In early spring winter loosens its grip, the nights become crisp, and the air is booming with the orchestrated symphony of the peepers. First, a lone solicit, then thousands, chirping all night long. In the dew dripping mornings, I can hear the grass grow; the buds open up and the love song of the red Cardinal to his shy gray wife.
This is my home now, between the North Atlantic coast and the Appalachian range, Down East Maine, a land of many faces. It’s the rugged shore, the rolling mountains, and remnants of the ice age moraines form of huge boulders randomly thrown on the flat blueberry barrens. Hundreds of sapphire lakes dot the landscape encircled by an ocean that can change within minutes from sparkling blue to cold steel gray.

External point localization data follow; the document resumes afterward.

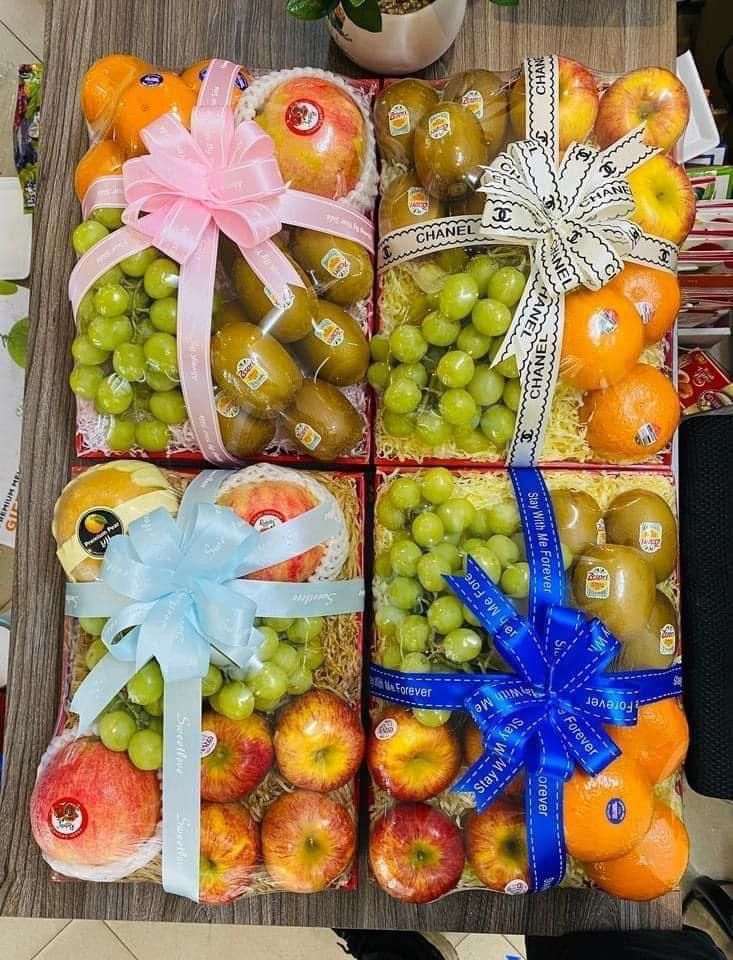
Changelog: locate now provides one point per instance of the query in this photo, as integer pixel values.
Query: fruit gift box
(527, 287)
(526, 730)
(223, 291)
(209, 732)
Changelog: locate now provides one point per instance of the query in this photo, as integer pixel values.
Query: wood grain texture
(606, 34)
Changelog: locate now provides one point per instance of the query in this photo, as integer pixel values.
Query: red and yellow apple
(241, 756)
(319, 134)
(578, 103)
(308, 840)
(91, 806)
(496, 846)
(664, 199)
(409, 760)
(229, 851)
(651, 96)
(319, 741)
(416, 852)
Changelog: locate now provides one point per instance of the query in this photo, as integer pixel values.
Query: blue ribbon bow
(548, 717)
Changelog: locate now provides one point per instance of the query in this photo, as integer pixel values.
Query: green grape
(404, 492)
(415, 663)
(481, 268)
(427, 529)
(462, 645)
(402, 396)
(504, 548)
(233, 700)
(128, 361)
(486, 385)
(437, 485)
(457, 296)
(300, 681)
(112, 300)
(473, 342)
(86, 235)
(455, 369)
(164, 314)
(413, 634)
(458, 407)
(407, 344)
(107, 333)
(497, 423)
(491, 317)
(137, 263)
(457, 514)
(438, 330)
(431, 718)
(431, 568)
(398, 424)
(431, 429)
(120, 435)
(506, 285)
(404, 557)
(145, 750)
(146, 686)
(515, 580)
(116, 729)
(445, 614)
(512, 389)
(85, 353)
(161, 278)
(404, 592)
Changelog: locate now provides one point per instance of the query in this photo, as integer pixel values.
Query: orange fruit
(634, 418)
(602, 339)
(658, 741)
(655, 294)
(102, 85)
(606, 815)
(651, 868)
(193, 75)
(144, 100)
(101, 159)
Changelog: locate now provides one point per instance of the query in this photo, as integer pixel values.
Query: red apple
(91, 806)
(652, 96)
(496, 846)
(238, 755)
(266, 504)
(319, 741)
(230, 850)
(319, 134)
(308, 840)
(578, 103)
(416, 852)
(409, 760)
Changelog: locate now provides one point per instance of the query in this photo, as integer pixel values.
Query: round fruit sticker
(67, 818)
(303, 117)
(96, 528)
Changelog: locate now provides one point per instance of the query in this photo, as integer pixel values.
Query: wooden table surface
(605, 34)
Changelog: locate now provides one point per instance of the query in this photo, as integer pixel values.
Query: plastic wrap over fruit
(281, 737)
(618, 537)
(448, 298)
(288, 370)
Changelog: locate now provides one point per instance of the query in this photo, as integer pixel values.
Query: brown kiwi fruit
(336, 350)
(321, 422)
(341, 268)
(287, 325)
(640, 518)
(449, 144)
(254, 369)
(397, 111)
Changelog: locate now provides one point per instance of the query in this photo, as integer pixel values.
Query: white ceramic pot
(407, 42)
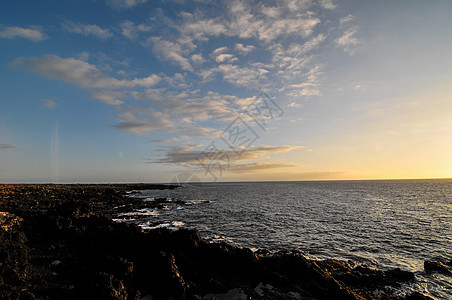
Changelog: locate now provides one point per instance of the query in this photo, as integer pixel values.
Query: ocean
(383, 223)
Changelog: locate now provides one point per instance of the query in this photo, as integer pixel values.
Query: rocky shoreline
(59, 241)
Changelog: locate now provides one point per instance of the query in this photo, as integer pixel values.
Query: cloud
(131, 31)
(225, 58)
(244, 49)
(86, 29)
(219, 51)
(328, 4)
(6, 146)
(189, 157)
(50, 104)
(171, 139)
(124, 4)
(173, 52)
(348, 41)
(258, 166)
(33, 33)
(346, 19)
(237, 75)
(84, 75)
(295, 105)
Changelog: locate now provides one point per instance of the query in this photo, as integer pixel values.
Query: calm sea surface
(394, 223)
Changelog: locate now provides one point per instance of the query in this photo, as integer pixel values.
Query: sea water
(384, 223)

It is a land of frequent fog. It pulls itself along the ocean edge and blankets the mountains and trees making them emerge as huge ice age mammoth marching out of the muddy marshes. When the fog spreads and almost swallows all that is in its way the lighthouses’ foghorns roll their eerie song over the water. When hearing them I think of sailors catching the easterly blowing winds in their sails, and looking up to the lighthouses’ guiding lights to lead them safely into the rocky harbors.

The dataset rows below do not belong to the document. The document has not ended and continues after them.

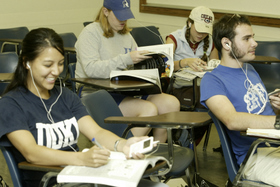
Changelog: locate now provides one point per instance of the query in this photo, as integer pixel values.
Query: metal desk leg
(170, 145)
(196, 172)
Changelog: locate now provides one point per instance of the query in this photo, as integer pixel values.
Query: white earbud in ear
(228, 45)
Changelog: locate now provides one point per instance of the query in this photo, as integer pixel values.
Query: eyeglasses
(237, 15)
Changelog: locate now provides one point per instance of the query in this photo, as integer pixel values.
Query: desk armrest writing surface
(121, 85)
(172, 120)
(28, 166)
(169, 120)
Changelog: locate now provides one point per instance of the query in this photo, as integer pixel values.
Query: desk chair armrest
(46, 178)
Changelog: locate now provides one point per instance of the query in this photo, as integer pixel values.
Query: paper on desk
(269, 133)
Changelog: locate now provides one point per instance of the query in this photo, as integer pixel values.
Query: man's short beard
(238, 54)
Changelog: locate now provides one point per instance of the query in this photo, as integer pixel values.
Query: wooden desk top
(28, 166)
(6, 77)
(265, 60)
(172, 119)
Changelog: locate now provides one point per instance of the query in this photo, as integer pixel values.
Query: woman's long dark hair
(33, 44)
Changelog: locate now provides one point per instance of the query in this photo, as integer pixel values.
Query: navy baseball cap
(121, 8)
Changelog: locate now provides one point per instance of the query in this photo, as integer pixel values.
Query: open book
(268, 133)
(146, 75)
(118, 171)
(165, 51)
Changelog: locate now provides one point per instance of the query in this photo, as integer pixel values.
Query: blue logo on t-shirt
(127, 50)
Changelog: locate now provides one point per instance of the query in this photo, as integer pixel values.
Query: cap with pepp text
(121, 8)
(203, 19)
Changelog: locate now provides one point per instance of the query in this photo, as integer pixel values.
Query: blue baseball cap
(121, 8)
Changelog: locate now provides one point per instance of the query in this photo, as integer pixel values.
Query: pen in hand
(96, 143)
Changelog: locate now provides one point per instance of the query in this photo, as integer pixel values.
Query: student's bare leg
(165, 103)
(131, 107)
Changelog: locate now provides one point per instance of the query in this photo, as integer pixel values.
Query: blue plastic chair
(231, 162)
(12, 165)
(269, 73)
(8, 64)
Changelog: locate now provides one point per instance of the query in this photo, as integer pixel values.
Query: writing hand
(138, 56)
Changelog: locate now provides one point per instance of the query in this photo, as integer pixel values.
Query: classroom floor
(211, 164)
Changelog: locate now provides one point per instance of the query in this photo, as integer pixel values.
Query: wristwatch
(277, 122)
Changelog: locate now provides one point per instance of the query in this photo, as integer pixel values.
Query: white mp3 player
(142, 146)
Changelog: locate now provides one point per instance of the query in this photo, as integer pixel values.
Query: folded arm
(239, 121)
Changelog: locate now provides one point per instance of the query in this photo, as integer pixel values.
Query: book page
(164, 49)
(117, 172)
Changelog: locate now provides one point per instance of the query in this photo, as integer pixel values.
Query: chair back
(71, 69)
(12, 33)
(145, 36)
(269, 73)
(12, 165)
(69, 40)
(231, 162)
(8, 64)
(100, 105)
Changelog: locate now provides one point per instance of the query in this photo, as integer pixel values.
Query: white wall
(69, 15)
(61, 15)
(168, 24)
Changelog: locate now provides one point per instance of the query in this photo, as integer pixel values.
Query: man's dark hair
(225, 27)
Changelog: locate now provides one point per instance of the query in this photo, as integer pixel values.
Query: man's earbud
(228, 45)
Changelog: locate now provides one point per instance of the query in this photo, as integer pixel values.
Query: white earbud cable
(48, 111)
(251, 87)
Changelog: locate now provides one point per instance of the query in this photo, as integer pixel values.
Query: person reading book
(193, 47)
(107, 45)
(42, 121)
(236, 95)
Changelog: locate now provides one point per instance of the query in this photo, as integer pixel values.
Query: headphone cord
(251, 87)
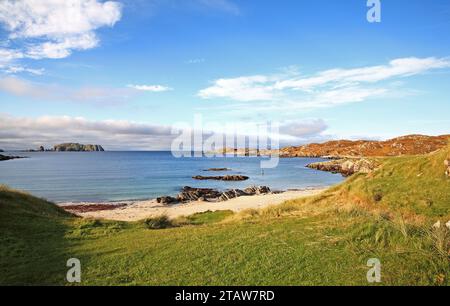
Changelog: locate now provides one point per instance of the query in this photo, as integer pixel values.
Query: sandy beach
(139, 210)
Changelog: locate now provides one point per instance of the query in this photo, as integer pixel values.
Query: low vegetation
(324, 240)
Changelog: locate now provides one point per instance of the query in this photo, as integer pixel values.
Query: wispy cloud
(53, 29)
(25, 132)
(150, 88)
(223, 5)
(326, 88)
(39, 91)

Soft springs, cool summers, blazing autumns that fade by mid-November and become white winters. This land displays a rainbow of colors, and my favorites are the soft hues of the spring greens and the dark red of the blueberry fields in fall.

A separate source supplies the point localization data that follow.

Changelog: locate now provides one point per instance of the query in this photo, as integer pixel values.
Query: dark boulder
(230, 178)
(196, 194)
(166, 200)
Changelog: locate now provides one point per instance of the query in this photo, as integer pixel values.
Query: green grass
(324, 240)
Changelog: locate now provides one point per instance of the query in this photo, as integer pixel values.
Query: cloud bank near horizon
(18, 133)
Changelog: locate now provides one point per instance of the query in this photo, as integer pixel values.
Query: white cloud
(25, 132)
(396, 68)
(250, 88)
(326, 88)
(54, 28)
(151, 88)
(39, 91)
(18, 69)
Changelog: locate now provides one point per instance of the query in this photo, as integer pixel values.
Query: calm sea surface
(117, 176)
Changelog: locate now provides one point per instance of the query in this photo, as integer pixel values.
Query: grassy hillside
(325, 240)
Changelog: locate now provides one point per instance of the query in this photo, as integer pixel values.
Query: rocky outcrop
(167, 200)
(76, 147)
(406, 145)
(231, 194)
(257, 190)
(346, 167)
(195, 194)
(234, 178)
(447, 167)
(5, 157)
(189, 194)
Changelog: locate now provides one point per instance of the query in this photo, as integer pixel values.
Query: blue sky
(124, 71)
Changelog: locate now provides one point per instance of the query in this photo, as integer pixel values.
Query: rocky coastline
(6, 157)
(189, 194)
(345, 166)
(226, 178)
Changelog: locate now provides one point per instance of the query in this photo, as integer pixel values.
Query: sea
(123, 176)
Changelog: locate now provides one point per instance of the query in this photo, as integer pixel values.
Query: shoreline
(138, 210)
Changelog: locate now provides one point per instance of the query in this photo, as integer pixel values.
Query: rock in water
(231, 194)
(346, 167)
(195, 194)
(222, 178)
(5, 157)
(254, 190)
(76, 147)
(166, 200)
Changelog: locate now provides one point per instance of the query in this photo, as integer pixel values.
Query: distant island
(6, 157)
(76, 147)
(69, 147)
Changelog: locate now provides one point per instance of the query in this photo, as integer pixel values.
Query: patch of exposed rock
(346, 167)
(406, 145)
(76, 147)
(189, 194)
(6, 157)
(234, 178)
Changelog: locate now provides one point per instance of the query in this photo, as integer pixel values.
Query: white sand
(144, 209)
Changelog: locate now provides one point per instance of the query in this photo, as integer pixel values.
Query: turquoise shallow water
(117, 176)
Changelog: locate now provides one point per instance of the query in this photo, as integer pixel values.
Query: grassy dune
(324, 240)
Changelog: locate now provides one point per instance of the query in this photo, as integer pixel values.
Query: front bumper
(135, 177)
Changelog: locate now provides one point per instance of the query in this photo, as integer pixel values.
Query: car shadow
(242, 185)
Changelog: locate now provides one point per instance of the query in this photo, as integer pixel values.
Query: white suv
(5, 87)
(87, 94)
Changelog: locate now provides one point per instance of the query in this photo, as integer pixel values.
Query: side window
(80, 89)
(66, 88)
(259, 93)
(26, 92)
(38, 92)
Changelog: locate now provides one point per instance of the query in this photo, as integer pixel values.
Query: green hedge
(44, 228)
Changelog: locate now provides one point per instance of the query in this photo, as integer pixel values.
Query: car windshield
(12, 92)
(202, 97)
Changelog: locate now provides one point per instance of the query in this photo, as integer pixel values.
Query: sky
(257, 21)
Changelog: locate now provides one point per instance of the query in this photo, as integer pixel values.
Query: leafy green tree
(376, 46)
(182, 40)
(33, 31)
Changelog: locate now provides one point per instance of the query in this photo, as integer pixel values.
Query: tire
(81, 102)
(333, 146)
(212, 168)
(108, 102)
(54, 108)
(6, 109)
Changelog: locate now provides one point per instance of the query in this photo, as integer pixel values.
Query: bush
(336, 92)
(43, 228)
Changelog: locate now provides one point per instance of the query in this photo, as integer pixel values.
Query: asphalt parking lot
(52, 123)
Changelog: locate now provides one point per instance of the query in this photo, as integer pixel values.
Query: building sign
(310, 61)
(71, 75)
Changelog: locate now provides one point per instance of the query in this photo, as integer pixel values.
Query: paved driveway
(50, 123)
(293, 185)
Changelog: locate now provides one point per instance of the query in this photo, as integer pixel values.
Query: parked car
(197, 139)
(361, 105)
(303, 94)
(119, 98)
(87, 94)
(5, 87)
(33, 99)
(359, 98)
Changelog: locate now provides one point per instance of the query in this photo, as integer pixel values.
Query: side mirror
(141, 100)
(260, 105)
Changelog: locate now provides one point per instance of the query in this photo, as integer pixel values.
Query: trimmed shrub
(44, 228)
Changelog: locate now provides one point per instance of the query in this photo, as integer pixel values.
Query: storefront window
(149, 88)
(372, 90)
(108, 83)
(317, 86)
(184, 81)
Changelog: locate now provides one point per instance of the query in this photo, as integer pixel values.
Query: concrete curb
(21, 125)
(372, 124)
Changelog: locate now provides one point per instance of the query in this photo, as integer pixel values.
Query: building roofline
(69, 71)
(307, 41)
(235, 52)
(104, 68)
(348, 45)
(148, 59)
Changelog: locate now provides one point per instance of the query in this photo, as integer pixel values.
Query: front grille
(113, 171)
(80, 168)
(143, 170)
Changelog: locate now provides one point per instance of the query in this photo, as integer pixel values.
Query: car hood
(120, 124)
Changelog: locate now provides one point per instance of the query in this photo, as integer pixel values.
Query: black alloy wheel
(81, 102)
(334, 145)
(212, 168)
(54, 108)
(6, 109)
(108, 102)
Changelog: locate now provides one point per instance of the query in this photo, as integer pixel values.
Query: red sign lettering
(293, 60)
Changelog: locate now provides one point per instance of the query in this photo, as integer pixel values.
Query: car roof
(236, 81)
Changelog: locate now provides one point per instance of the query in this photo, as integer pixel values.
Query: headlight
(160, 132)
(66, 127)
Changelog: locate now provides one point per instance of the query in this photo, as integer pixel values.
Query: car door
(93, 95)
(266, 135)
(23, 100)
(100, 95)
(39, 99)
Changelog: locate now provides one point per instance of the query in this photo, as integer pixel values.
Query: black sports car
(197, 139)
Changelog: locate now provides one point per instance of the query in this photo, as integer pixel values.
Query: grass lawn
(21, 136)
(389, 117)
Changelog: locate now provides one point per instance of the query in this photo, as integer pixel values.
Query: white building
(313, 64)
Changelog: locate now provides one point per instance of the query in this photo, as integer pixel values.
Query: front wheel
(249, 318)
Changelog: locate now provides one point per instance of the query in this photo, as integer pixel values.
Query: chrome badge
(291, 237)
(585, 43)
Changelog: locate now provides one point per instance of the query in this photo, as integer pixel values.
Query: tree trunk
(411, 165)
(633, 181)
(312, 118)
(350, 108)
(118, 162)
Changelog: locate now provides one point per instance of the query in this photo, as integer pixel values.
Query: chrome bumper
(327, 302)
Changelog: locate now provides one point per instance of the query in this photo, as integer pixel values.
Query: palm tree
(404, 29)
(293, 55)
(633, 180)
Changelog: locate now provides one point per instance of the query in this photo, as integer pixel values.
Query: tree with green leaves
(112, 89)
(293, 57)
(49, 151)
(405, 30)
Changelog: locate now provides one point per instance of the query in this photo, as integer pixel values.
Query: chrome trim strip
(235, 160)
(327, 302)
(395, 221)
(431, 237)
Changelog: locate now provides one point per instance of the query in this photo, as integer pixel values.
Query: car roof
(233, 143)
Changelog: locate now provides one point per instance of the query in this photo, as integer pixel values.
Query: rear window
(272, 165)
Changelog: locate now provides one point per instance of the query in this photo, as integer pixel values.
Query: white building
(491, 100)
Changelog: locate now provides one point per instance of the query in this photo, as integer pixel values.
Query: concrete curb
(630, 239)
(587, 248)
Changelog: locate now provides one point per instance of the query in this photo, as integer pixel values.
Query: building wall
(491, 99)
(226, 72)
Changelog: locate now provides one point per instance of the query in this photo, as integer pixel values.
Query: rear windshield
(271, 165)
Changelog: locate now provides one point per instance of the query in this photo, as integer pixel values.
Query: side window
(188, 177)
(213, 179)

There is a stunning view from one of my favorite spots just down the road, of a white farmhouse in the midst of a flaming red field overlooking the blue ocean. It’s a picture so complete no artist could have dream. The narrow front goes on forever, back to the ell, then connecting to the barn. It looks as if it was there since the land was created; its roof’s lines slightly crooked, its foundation made of massive granite rocks aspire to return to the earth.